Digital copy of E-way bill enough to give transporters right of way
Tax authorities cannot seize goods just because they-’re not accompanied by a physical copy of the e-way bill (electronic way bill), the Allahabad High Court said in the first ruling on documents required to transport goods under the goods and services tax (GST) regime, thus setting a precedent. E-way bills can also be stored in electronic form on a mobile phone or other device.
Under GST, which was put in place on July 1 last year, goods being transported across state lines above a threshold value and beyond a minimum distance within a state need to have e-way bills.
The system was implemented nationally for interstate movement on April 1. Intrastate e-way bills are being rolled out in phases, with some states having adopted them on April 15.
Industry Raises Concerns
The court said in a recent ruling that goods cannot be seized if an e-way bill has been generated and a hard copy isn’t available. The ruling will ensure that tax authorities don’t penalise transporters not carrying printouts and make sure that e-way bills stored in electronic format are recognised.
Industry has raised concerns that eway bill inspections could lead to frequent checking and delays in cargo movement, defeating the purpose behind GST. The high court was disposing of a case in which tax authorities had seized goods of the assessee (seller) on the grounds that they were being transported without an e-way bill and the tax invoice was kept in a sealed envelope. However, the invoice indicated tax had been charged and that the eway bill had been downloaded much before the seizure. Bhumika Enterprises had filed the petition against seizure of goods by UP authorities.

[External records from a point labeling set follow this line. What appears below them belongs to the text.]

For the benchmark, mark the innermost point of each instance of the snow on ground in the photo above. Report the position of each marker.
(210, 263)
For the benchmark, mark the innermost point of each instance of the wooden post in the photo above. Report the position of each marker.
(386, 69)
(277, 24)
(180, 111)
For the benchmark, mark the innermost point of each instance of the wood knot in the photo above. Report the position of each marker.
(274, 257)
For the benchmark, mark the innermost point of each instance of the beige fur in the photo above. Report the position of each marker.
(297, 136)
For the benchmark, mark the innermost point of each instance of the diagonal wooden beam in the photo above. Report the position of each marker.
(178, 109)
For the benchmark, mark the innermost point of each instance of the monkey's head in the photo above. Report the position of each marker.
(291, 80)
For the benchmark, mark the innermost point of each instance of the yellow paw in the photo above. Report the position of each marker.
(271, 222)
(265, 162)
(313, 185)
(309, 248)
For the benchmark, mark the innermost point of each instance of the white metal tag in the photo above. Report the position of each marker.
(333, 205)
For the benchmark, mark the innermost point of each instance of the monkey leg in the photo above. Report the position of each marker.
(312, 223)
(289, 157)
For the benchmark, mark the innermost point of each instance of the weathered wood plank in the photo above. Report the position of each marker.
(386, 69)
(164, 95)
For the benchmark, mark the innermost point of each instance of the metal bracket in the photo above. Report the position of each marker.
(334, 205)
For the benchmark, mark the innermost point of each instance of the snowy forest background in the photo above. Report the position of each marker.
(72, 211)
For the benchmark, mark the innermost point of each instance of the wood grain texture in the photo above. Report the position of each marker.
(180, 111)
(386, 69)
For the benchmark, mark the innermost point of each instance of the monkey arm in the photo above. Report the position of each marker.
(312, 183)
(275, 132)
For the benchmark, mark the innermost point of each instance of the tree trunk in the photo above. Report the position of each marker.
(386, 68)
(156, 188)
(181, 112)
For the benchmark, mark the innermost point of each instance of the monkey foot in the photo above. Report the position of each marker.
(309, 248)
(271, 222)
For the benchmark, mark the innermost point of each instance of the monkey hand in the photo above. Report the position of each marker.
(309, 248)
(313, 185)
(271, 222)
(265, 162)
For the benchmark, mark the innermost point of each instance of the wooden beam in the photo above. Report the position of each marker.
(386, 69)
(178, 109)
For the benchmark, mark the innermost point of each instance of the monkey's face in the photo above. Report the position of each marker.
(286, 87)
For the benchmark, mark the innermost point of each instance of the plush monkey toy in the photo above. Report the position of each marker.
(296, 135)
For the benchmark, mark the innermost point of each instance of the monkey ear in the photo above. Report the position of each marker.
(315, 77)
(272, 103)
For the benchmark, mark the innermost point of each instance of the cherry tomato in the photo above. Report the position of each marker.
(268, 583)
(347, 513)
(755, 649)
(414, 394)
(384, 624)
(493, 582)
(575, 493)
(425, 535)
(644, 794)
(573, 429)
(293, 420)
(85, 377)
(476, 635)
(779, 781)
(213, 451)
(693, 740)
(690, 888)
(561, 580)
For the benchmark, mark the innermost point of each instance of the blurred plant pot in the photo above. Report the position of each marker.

“This is perhaps the first decision after introduction of e-way bills,” said Pratik Jain, indirect tax leader, PwC.
“While businesses need to ensure that an e-way bill is generated before the movement of goods commences, the authorities also need to see all the facts before goods are seized which is really an extreme step.”
The GST Council introduced e-way bills to address evasion concerns emanating from the movement of goods without invoices.
An e-way bill is required for movement of goods worth more than Rs 50,000 across state borders. Trucks caught without e-way bills can be levied a penalty of up to Rs 10,000 besides which the cargo can be inspected to ascertain tax evasion. A penalty to the tune of 100% of the tax being evaded can be levied along with the tax itself.
Both the vehicle and the goods can be impounded as well.